In Uprooted: How 3,000 Years of Jewish Civilization in the Arab World Vanished Overnight, Lyn Julius tells the story of the systematic persecution of Jews by Arab countries, beginning in the 1940s and culminating in mass flight and expulsions. Ben Cohen, in his review, commends Julius for not painting with too broad a brush:
Julius . . . makes it clear that there is no archetypal “oriental Jew,” and no literary sleight of hand can encompass the vastly different experiences of Jews from cowed, closed Yemen and from open, ebullient Morocco. Nor can Cairene Jews, educated in European private schools, be lumped in with those crammed into the Jewish quarters of Fez or Meknes. Insofar as these communities began exhibiting more and more similarities as the 20th century progressed, it was the result of the draconian, discriminatory legal regimes imposed on them by the Arab governments under which they lived.

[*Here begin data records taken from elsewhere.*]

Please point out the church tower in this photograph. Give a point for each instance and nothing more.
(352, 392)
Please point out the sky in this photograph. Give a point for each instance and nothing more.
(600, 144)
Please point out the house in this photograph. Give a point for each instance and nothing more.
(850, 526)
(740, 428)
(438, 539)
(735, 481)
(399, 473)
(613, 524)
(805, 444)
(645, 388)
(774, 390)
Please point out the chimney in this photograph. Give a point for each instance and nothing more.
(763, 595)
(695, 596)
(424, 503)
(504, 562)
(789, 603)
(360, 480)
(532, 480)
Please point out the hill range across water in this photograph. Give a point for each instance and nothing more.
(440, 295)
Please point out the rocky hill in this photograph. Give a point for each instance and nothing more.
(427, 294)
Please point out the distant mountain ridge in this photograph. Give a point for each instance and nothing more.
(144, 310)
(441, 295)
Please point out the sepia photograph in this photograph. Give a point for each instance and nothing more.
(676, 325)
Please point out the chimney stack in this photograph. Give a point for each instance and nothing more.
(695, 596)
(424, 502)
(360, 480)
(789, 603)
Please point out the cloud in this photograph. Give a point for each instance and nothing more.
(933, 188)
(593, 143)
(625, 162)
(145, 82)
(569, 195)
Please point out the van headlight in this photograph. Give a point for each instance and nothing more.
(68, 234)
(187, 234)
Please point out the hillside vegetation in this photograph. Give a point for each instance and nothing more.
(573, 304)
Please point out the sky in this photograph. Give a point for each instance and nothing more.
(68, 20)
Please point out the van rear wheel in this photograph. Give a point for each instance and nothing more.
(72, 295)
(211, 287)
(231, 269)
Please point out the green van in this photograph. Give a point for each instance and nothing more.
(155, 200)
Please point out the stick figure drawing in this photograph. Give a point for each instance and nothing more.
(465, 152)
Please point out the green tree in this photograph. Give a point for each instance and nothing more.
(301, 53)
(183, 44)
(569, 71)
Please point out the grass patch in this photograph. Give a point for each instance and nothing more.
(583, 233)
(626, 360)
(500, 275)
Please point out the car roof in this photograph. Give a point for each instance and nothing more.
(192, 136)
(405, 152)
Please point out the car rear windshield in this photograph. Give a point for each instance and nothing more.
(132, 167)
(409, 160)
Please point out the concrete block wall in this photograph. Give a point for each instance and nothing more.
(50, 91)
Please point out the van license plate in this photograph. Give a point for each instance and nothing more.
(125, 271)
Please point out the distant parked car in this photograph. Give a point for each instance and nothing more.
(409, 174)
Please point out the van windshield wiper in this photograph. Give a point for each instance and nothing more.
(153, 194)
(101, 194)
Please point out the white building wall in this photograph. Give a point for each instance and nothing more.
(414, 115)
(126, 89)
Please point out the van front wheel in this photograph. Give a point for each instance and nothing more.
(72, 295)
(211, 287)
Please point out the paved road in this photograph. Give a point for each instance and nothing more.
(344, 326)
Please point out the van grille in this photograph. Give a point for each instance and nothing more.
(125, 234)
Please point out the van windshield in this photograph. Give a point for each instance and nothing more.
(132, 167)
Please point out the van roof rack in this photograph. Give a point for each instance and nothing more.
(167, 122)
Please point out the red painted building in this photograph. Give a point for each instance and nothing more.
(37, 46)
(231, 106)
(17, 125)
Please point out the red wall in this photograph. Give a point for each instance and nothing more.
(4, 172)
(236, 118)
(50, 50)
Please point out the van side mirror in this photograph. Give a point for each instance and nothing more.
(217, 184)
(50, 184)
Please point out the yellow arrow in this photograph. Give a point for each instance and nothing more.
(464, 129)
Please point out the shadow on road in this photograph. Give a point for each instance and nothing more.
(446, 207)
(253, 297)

While the expulsion of Mizraḥi Jewry is virtually unknown outside the Jewish world, awareness of the Palestinian refugees—who took flight around the same time—is nearly universal. A number of Israelis have noted the parallels and raised the idea that the two refugee populations could effectively cancel each other out in any final agreement regarding reparations, a suggestion raised by Bill Clinton in the course of peace negotiations. Yet, as Cohen agrees with Julius, the idea of parallel populations is problematic:
Julius . . . that attempting to draw such a parallel does a disservice to the Jews, who were the targets of government-sanctioned discrimination mainly during peacetime. The Palestinian refugees, by contrast, were displaced as a result of the fierce fighting between the Haganah and the invading Arab League armies. The very act of raising this issue, Julius contends, challenges the “unchallenged sway” that the Palestinian refugee issue has held thus far. At the moment, “Jewish refugee rights are dismissed as an impediment to peace, denigrated, or ignored, while Arab rights—including the much-vaunted ‘right of return’—are put on a pedestal.”

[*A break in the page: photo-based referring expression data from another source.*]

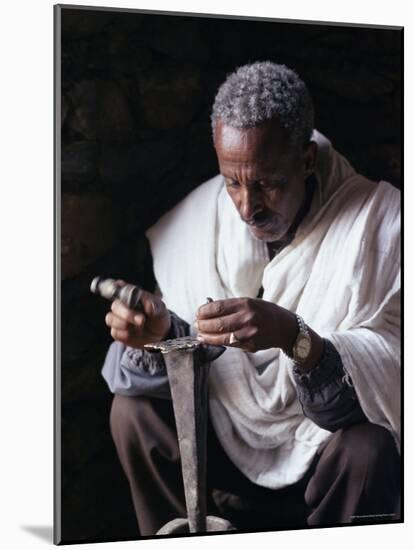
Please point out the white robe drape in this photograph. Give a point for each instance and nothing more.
(341, 273)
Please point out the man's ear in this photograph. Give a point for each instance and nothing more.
(309, 158)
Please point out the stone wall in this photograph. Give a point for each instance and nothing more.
(136, 96)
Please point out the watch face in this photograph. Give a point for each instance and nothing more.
(303, 348)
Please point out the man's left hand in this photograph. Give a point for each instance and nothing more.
(255, 324)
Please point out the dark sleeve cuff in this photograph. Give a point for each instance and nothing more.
(327, 394)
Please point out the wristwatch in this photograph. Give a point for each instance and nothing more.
(303, 344)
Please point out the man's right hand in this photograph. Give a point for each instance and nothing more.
(136, 328)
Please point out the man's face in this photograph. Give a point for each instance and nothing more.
(264, 180)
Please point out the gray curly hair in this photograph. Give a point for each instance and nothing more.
(264, 91)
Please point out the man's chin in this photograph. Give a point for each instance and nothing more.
(260, 234)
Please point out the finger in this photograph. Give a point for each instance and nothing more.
(120, 335)
(112, 320)
(123, 312)
(220, 325)
(151, 304)
(220, 308)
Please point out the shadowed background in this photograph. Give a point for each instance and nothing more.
(137, 91)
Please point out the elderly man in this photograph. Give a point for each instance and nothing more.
(301, 256)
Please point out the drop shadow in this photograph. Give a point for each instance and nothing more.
(44, 532)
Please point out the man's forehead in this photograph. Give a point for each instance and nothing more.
(263, 142)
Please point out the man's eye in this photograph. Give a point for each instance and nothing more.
(232, 183)
(274, 184)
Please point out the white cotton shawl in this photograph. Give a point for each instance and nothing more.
(340, 273)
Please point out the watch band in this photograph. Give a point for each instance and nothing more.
(302, 346)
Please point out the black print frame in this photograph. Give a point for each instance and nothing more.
(133, 96)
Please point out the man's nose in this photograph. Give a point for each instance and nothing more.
(250, 204)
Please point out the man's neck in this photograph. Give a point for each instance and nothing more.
(276, 246)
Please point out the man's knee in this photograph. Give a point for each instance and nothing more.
(367, 445)
(128, 417)
(143, 424)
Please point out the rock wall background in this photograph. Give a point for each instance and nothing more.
(137, 90)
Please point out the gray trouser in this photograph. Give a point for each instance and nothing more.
(355, 476)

As a corrective, Julius puts forward the idea of the Arab world’s Jews as having endured three successive “colonizations.” In the 7th century, there was Islam; in the 19th century, there were European powers; and, finally, in the last century and this one, there has been a “colonization of facts” by which “the story of the Jews from the Middle East and North Africa has been erased and falsified.” Uprooted will surely not be the last historical examination of the Arab world’s exiled Jews, but it is among the first to launch a frontal assault on the myths and preconceptions associated with their plight. For that alone, its value will endure.